Jakarta, aktual.com – Saudaraku, shaum berarti penenangan, seperti angin ribut yang mendadak lirih, seperti kuda liar yang sontak jinak.

Ramadhan berarti peranggasan, seperti dedaunan rontok di musim gugur, seperti gumpalan lemak yang terbakar olah raga.

Inilah momen hibernasi, saat gajah menuju gua peristirahatan, elang pulang ke sarang, buaya gurun menyelam ke dalam pasir, orang-orang belajar mati dengan semedi menahan diri dari gravitasi syahwat bumi.

Bulan suci adalah momen hening pengosongan diri untuk bisa menjangkau “titik tak terlihat” (the blind spot) sebagai pusat elan vital di kedalaman diri yang terbenam di belam rutinitas keramaian dan perburuan hidup.

Dengan keheningan puasa kita biarkan kedirian menyatu dengan pusat diri dan semesta raya.

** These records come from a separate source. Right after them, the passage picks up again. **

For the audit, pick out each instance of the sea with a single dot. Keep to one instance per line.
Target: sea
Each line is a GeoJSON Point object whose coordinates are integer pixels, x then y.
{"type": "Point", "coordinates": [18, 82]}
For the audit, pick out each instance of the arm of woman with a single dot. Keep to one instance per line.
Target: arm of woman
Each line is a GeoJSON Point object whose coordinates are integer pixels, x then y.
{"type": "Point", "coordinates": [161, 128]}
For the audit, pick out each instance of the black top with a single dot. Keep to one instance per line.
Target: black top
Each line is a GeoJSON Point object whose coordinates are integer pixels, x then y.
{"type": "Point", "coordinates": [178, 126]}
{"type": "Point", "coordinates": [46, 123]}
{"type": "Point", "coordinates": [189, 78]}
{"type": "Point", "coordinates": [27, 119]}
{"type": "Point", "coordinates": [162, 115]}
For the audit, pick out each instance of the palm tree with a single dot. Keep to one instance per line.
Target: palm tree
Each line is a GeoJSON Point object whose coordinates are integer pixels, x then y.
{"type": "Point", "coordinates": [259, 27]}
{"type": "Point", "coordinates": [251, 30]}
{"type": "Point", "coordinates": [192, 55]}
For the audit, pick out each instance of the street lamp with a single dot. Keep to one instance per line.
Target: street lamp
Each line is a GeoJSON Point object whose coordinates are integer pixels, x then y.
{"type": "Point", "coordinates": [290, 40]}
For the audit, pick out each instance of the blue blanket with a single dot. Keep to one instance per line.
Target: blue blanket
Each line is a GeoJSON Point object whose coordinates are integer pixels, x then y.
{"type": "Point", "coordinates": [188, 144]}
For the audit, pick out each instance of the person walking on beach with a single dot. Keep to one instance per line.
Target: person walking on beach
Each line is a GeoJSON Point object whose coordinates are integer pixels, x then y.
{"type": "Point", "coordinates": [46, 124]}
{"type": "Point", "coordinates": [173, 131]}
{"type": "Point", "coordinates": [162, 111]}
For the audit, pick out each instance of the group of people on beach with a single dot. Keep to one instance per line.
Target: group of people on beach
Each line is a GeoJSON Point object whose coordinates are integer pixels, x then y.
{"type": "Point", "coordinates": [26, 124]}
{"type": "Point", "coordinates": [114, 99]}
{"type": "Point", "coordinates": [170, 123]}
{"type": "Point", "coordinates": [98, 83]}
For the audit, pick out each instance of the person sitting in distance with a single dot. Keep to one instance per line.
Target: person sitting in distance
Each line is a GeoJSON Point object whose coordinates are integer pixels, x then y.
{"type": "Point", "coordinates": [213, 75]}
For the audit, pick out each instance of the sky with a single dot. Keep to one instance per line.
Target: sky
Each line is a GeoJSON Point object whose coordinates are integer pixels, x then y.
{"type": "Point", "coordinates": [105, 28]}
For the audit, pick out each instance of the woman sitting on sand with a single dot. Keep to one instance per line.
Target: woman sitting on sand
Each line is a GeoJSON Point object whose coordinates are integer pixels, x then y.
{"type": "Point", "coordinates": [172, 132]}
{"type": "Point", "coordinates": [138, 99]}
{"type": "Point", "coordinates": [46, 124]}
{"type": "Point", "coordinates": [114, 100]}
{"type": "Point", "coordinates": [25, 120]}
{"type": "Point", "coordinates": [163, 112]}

Segala sesuatu seakan bergerak lambat. Kita merasakan keheningan seraya hadir dan mengalir (flow) dalam semesta kekinian; bergerak dari aliran masa lalu dan terhubung dengan arus kehadiran kebaruan. Kita terhubung dengan sesuatu yang lebih besar dari diri sendiri. Dengan begitu, kita bisa mengaktifkan kemampuan mendengar secara produktif (generative listening), yang sanggup mendengar dan belajar memahami masa depan.

Dengan mengalami hal itu, kita bisa mengatasi berbagai kecemasan dan ketakutan (fear) seraya bersedia mengucapakan “selamat tinggal” (letting go) terhadap kebiasaan dan pengetahuan masa lalu; dan “selamat datang ” (letting come) bagi pengetahuan, kebenaran, dan perubahan baru. Inilah momen keterbukaan kehendak (open will).

Kesanggupan membuka kehendak ini berkaitan dengan kemampuan mengakses kedirian (self) dan tujuan (purpose) sejati. Tipe kecerdasan ini kerap disebut sebagai “intention” atau “spiritual intelligence”.

Lewat keterbukaan kehendak, kita dapat memasuki dunia baru dengan semangat restoratif, korektif dan rejuvenatif. Kebiadaban diperadabkan, keserakahan diugaharikan, kezaliman disusilakan, kebencian didamaikan, keletihan disegarkan, kejumudan dicerahkan, kepengapan dilapangkan.

Manusia menjalani olah batin demi kembali menuju fitrah kesucian, memulihkan kehanifan yang menggandrungi kebenaran- kebaikan, keihsanan yang menguatkan integritas dan keadilan, kerahmatan yg menumbuhkan kasih sayang pada setiap makhluk.